This time point represents the peak of induction for a majority of the genes assayed, and represents a time point in which early genes are highly expressed, while genes that require de-novo transcriptions (e.g. genes that are activated by the early genes) can only begin synthesizing significant amounts of mRNA. This conclusion was reached both by analysis of estimated rate constants, as well as by experimental data. Significant early gene mRNA accumulation can be detected approximately 20 minutes following stimulus (data not shown). It follows that for significant amounts of protein to be produced and affect mRNA accumulation of additional genes would require an additional 30 minutes at least. Additionally, blocking new protein synthesis, using cycloheximide, does not change the rate of accumulation at the 45 minute time point (data not shown), showing that at this early time these genes are not affected by other genes that were not measured.
We chose to assay a group of early genes based on their high response to GnRH in previous studies , . Measurement of transcript levels were performed by SYBR green quantitative real time PCR . This experiment was performed five independent times. Fig. 5A shows the clustered heat map of the measured activity in log-scale, as obtained from a single experiment, where the clustering is performed both on the genes and on the perturbations. The raw data for all five experiments is available as Supporting Dataset S1.

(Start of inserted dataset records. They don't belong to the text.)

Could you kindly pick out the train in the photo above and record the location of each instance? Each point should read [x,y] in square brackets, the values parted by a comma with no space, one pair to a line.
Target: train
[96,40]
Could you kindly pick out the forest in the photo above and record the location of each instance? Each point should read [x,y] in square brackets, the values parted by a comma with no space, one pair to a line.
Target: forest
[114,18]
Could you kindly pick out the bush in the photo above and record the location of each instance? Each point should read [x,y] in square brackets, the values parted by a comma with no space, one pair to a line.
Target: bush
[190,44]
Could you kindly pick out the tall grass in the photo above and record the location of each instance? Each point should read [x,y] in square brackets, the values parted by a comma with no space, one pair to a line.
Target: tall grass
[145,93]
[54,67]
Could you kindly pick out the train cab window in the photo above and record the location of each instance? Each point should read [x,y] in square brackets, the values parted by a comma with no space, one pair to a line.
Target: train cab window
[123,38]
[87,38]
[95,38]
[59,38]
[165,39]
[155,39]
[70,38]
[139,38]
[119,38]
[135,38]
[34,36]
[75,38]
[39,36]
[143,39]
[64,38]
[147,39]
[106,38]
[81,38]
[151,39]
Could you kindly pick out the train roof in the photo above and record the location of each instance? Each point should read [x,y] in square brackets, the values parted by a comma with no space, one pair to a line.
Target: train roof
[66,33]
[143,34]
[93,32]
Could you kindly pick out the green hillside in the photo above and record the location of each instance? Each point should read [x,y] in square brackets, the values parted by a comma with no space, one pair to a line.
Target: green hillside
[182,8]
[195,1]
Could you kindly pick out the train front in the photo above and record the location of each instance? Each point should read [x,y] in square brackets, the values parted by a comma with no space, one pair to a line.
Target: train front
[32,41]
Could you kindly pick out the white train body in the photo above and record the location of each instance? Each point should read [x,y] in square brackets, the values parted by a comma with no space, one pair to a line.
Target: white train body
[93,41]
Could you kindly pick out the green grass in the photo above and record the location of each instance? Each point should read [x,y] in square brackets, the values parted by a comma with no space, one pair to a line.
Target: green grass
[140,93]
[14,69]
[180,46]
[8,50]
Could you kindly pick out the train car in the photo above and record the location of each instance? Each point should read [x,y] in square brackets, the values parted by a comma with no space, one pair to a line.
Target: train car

A. The clustered heat map of the log fold change in gene activity for 21 genes (X axis), as obtained from a single experiment (experiment #6), where LβT2 gonadotropes were treated with one of six chemical inhibitors acting on signaling components (Y axis). The fold change is the gene activity in the presence of both inhibitor and GnRH divided by the gene activity with GnRH alone; B. The inferred functional network in the Gonadotrope. PLACA was applied to the experimental data from five independent experiments. The functional network represents signaling components that present a statistically significant functional interaction. The interactions between ERK and PKC, between JNK and Src, and between EGFR and CaMKII were previously seen experimentally, and we have found experimental evidence for the validity of the functional inhibition of EGFR by JNK.
Analysis using PLACA produced the functional interaction network shown in Fig. 5B, in which we consider only interactions that were predicted by at least four out of the five independent experiments. This filtering is done in order to minimize the number of false interactions detected, using the post-processing procedure explained in the Supporting text S1. The resulting network has 11 interactions, out of 30 possible interactions. 8 interactions are positive and 3 are negative. 10 of the interactions are involved in bi-directional functional interactions, where the two components have a similar functional effect on each other. The probability of obtaining 11 such interactions or more in random networks is less than 0.002.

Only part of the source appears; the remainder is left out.